Questions of Thin Instances v.s. regular Instances

According to my understanding, compared to regular instanced meshes, Thin Instances store all instance data in several Float32Array buffers, which reduces overhead on the JavaScript side and cost of loop of all mesh objects. Is this correct?:thinking:

However, the official documentation mentions two drawbacks of Thin Instances:

  1. The “all or nothing” rendering mechanism: either all are shown or all are hidden.

  2. High cost for adding/removing: adding or removing a thin instance is much more expensive than with InstancedMesh.
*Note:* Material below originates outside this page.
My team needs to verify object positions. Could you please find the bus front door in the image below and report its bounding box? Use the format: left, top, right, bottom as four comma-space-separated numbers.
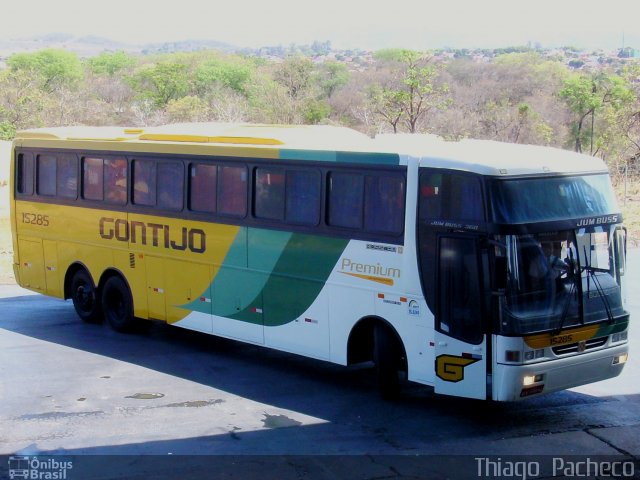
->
433, 235, 488, 400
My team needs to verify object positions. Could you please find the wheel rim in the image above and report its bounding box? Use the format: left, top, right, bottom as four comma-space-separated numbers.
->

The “all or nothing” rendering mechanism raises a concern for me: Are these thin instances get frustum culled? If so, how? From the source code of _evaluateActiveMeshes, it seems if they jump the function there should not be frustum culling. There are also a forum post mentioning “You should trade more work on the GPU side (because some meshes may be sent to the GPU that would have been culled earlier) than on the CPU in that case”. But I also found a 2 years later answer saying “By default, thin instances are frustum culled”.
Does this mean that the “all or nothing” mechanism refers to all thin instances being submitted to the GPU (logically all visible), and then frustum culling is performed on the GPU side?:thinking:

The other drawback is the high cost of adding/removing thin instances. I understand the cost of removal: since the buffer is continuous, removing a thin instance in the middle requires moving all subsequent data, so we may need to rebuild the buffers each time. But for adding, can’t we just append to the end of Float32Array instead of rebuilding? We can even pre-allocate a buffer larger than needed, as the documentation suggests.
Or does the “high cost” refer not to the JavaScript side, but rather to the internal operations of thinInstanceSetBuffer (maybe recreate and copy?) and the cost of uploading to the GPU? :thinking:

If anyone can clarify these points (in-depth explanation from the engine’s perspective is better!), it would be greatly appreciated! :grinning_face:

The trick I use to delete a thin instance is to copy the last matrix over the deleted matrix’s position and reduce the thinInstanceCount by 1. This is very quick.

You may be able to use thinInstancePartialBufferUpdate on the newly moved matrix position for just a small data transfer from CPU to GPU. It is typical for many of the non-full-update methods to copy from beginning to end of the source array (or end of destination buffer). In those cases, make sure your source is a TypedArray and define an overlay typed array to contain the source offset and length of data you need to move. The “offset” parameter of thinInstancePartialBufferUpdate refers to the destination offset only.

Thank you for your solution! So does this mean the “high cost” do come from CPU2GPU, rather than javascript array management?

And, what about the first question? Whether frustum culling for thin instances exists?

Two thin instances are thought one mesh(the two thin instances both join the computation of the mesh’s world matrix) when passing _evaluateActiveMeshes while two instances are thought as two meshes, that’s why “all or nothing”.
When the mesh of thin instances is not culled, all thin instances will move to GPU, even if some of them may should be culled.